Ultrasound exams were performed by radiologists every six months for two years, and then yearly after that. For the purposes of the study, an increase in tumor volume of more than 50% from baseline was judged to be a meaningful increase.

Over a median active surveillance period of 25 months (range, 6-166 months), only 11 (3.8%) of the 291 patients had tumor diameter growth of 3 mm or more. The cumulative incidence of this growth was 2.5% at two years of active surveillance and 12.1% at five years. There were no regional or distant metastases reported during active surveillance, according to the researchers.

For all 11 of these cases, 3D measurements of tumor volume on serial ultrasound studies identified growth before the tumor showed an increase in diameter -- at a median of 8.2 months sooner (range, 3-46 months). In addition, tumors that increased in volume showed a classic exponential growth pattern afterward, with a median doubling time of 2.2 years (range, 0.5-4.8 years). This indicates that growth can be accurately modeled, according to the researchers.

As a result, a meaningful increase in 3D tumor volume could potentially justify discontinuing active surveillance and proceeding to surgery. In addition, changes in 3D tumor volume over time could help in determining how often patients should receive surveillance imaging.

Delving further into the results, after performing multivariable analysis the researchers found that younger age at diagnosis was independently associated with the likelihood of more than 3 mm of tumor growth (hazard ratio per year, 0.92; p = 0.006); patients younger than 50 had a nearly fivefold likelihood of experiencing tumor growth within five years, compared with patients 50 and older (27.3% vs. 4.6%, p = 0.03).

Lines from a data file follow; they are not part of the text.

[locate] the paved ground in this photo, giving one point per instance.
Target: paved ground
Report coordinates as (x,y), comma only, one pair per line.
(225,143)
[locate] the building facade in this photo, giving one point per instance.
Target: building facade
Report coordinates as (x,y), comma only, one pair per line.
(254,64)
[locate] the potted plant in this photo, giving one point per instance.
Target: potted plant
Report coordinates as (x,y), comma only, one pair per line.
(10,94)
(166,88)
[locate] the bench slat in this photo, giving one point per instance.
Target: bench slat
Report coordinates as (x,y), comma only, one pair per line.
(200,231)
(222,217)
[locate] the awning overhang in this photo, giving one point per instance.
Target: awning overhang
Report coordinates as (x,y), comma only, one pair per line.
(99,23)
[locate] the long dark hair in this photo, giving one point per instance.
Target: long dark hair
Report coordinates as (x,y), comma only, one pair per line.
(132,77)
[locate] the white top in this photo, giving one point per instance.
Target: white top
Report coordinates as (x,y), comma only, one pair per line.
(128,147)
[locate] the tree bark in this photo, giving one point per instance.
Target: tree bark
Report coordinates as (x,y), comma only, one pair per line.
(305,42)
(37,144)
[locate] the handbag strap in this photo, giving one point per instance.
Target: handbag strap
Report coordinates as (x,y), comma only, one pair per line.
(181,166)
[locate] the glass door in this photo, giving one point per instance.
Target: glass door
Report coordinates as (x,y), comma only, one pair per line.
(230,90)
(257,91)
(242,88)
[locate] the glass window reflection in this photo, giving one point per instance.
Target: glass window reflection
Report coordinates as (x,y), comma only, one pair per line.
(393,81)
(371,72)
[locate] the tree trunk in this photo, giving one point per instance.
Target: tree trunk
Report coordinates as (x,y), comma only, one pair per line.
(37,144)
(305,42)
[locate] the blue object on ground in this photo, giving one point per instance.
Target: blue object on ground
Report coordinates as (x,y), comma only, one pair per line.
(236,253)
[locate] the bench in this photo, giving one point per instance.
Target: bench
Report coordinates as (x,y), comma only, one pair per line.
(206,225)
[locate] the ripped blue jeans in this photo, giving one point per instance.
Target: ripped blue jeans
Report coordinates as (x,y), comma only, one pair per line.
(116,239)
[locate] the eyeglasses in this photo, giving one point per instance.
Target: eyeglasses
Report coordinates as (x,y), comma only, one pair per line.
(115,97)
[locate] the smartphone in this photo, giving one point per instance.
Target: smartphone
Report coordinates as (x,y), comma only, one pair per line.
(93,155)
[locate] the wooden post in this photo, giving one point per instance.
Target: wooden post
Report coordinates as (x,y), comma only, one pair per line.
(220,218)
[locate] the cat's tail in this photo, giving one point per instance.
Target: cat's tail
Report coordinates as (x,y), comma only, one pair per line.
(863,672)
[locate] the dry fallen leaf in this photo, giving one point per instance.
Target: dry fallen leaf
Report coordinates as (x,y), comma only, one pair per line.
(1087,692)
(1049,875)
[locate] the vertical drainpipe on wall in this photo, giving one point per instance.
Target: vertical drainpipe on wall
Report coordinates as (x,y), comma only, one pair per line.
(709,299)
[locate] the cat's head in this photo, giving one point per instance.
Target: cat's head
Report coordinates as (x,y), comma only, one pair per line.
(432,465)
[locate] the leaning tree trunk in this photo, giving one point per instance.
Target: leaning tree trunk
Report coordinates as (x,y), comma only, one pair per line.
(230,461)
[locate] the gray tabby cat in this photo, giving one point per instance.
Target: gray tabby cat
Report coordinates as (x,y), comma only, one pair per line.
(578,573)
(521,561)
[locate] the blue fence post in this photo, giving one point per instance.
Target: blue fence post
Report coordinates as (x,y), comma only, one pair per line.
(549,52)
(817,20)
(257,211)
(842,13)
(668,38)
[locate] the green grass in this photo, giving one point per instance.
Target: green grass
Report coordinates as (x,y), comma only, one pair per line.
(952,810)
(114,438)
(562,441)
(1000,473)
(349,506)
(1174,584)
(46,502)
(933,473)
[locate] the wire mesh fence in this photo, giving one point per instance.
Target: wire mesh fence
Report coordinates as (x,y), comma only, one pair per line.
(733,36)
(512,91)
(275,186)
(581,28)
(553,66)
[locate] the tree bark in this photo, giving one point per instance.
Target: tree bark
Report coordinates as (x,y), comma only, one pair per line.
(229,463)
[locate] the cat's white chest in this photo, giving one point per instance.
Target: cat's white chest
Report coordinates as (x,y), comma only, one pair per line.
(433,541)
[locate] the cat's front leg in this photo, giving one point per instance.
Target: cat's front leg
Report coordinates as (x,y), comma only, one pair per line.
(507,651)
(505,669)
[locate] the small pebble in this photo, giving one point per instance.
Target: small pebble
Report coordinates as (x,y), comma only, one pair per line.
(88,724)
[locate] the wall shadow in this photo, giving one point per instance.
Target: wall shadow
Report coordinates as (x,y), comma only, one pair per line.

The patient's risk category at presentation was also independently associated with the likelihood of tumor growth (hazard ratio for inappropriate for observation, 55.17; p < 0.001).

Skilled radiologists are key

The researchers emphasized that the success of their institution's active surveillance management program depends on the availability of specialized and highly skilled radiologists. Before the patient is released from the suite, a senior radiologist reviews all images prepared by the sonographer and compares them with the patient's prior ultrasound images.

"This approach minimizes the expected variation between examiners and examinations, and also allows us to be confident that the serial 3D measurements used to calculate the tumor value fall within the ± 3-mm range of variation that we expected," they wrote. "With experience, expertise, and careful attention to detail, we are confident that these types of ultrasonographic examinations can be done outside of major medical centers."

Looking ahead, the group noted that additional studies will help determine the clinical significance of mild growth in PTC diameter and volume and further refine the thresholds for intervention.

Support for active surveillance

The study offers "invaluable and much-needed support" for implementing active surveillance protocols in the U.S., said Dr. Joseph Scharpf of the Cleveland Clinic Foundation in an invited commentary also published online August 31 in JAMA Otolaryngology -- Head & Neck Surgery.

"This study contributes to the body of knowledge regarding thyroid cancer, and the authors are to be commended for this excellent work that will benefit so many patients diagnosed with a cancer characterized as an epidemic of diagnosis rather than an epidemic of disease," Scharpf wrote. "The financial, physical, and emotional costs of thyroid cancer care associated with this increased incidence are significant and will continue to demand these careful and thoughtful approaches to care."